Japan mulls FX intervention as runaway US dollar crushes yen
The dollar’s rampage has pushed one of the world’s largest economies to the brink of intervention in the currency markets.
The Bank of Japan could be the first major central bank to start buying its own currency as the US dollar soars.
He carried out a “rate check” – a move seen as a likely precursor to intervention, in which officials call dealers and ask for the buying and selling price of the yen.
Rate check: The Bank of Japan could become the first major central bank to start buying back its own currency in the face of the greenback’s surge in recent months
Victoria Scholar, at Interactive Investor, said: “An intervention is not unprecedented and would be the logical next step if the yen continues to fall dramatically.”
The yen has lost nearly 30% against the US dollar this year to its lowest level since 1998. It was the last time the Bank of Japan stepped in to help its currency.
The US currency was boosted by aggressive interest rate hikes by the US Federal Reserve to calm inflation.
The pound is down 14% against the dollar this year, while the euro is down 12% and hit parity.
A super strong dollar causes serious imbalances.

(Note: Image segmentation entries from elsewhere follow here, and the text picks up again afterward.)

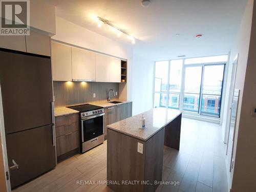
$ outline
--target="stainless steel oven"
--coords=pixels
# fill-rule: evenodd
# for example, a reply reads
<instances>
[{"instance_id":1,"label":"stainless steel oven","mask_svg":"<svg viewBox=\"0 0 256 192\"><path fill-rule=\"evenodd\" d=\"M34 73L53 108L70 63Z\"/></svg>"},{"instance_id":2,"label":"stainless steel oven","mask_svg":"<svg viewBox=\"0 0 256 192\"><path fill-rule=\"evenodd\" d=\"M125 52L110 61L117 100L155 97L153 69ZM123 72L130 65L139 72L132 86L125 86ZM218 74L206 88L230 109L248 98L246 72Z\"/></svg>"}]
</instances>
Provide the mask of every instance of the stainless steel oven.
<instances>
[{"instance_id":1,"label":"stainless steel oven","mask_svg":"<svg viewBox=\"0 0 256 192\"><path fill-rule=\"evenodd\" d=\"M80 111L81 152L104 141L104 109L102 107L86 104L69 107Z\"/></svg>"}]
</instances>

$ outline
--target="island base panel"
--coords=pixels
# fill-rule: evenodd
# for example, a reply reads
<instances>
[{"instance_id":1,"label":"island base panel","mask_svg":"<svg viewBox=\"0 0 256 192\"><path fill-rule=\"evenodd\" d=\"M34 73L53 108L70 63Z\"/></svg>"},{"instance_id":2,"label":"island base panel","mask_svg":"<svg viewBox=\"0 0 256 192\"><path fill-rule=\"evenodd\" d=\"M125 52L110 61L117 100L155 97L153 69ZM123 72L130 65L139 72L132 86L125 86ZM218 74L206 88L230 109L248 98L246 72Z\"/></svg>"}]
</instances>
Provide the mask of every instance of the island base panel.
<instances>
[{"instance_id":1,"label":"island base panel","mask_svg":"<svg viewBox=\"0 0 256 192\"><path fill-rule=\"evenodd\" d=\"M108 129L107 180L119 184L108 186L115 191L155 191L154 181L162 180L164 138L164 129L146 141ZM143 144L143 154L138 152L138 142ZM142 184L147 180L153 185Z\"/></svg>"},{"instance_id":2,"label":"island base panel","mask_svg":"<svg viewBox=\"0 0 256 192\"><path fill-rule=\"evenodd\" d=\"M164 145L180 150L181 114L165 126Z\"/></svg>"}]
</instances>

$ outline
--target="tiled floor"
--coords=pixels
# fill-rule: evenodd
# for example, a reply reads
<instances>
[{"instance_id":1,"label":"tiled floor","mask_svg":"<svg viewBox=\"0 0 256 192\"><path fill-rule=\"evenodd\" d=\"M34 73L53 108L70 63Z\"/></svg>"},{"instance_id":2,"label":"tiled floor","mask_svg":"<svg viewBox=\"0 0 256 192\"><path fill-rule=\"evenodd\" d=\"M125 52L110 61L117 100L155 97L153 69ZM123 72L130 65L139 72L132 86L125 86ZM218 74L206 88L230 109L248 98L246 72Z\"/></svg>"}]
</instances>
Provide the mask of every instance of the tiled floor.
<instances>
[{"instance_id":1,"label":"tiled floor","mask_svg":"<svg viewBox=\"0 0 256 192\"><path fill-rule=\"evenodd\" d=\"M157 191L228 191L221 127L182 118L179 151L164 147L163 180L179 181L160 185ZM105 180L106 141L88 152L58 164L54 170L14 191L107 191L106 185L79 185L80 180Z\"/></svg>"}]
</instances>

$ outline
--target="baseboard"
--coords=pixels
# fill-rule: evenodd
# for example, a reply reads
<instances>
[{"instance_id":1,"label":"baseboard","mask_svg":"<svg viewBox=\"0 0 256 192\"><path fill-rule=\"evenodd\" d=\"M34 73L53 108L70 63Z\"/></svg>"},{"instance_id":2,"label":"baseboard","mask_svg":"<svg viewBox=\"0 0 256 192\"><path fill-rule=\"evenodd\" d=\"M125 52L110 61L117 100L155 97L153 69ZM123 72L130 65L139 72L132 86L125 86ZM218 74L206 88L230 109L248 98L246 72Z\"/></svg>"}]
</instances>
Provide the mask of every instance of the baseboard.
<instances>
[{"instance_id":1,"label":"baseboard","mask_svg":"<svg viewBox=\"0 0 256 192\"><path fill-rule=\"evenodd\" d=\"M220 124L220 119L219 118L211 118L201 116L199 117L196 115L186 114L185 113L182 113L182 117L188 118L190 119L199 120L200 121L206 121L217 124Z\"/></svg>"}]
</instances>

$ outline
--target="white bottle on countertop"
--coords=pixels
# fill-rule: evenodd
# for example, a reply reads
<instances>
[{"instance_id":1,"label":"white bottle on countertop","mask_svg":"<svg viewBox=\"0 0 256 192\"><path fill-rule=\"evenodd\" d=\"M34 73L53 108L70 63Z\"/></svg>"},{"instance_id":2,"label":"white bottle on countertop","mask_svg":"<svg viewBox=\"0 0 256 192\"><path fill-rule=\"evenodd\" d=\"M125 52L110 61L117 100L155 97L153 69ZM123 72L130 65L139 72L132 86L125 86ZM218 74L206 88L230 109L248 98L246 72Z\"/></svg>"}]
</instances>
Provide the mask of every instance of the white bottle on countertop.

Commodities priced in dollars, like oil, cost more, and countries with piles of dollar-denominated debt find it harder to pay them off.
The Japanese currency is suffering as it resisted interest rate hikes seen elsewhere, leaving its key rate at minus 0.1%.
Finance Minister Shunichi Suzuki said: “Recent moves are swift and one-sided, and we are very concerned.” If such movements continue, we must react without excluding any option.
The yen hit a 24-year low at 145 to the dollar – and suspicion of intervention sent it up more than 1% yesterday.
Michael Hewson, an analyst at CMC Markets, said: “If they intervene now without changing their monetary policy settings, they might as well set fire to the dollars they are unloading.” This may slow down the yen’s decline, but it won’t stop it.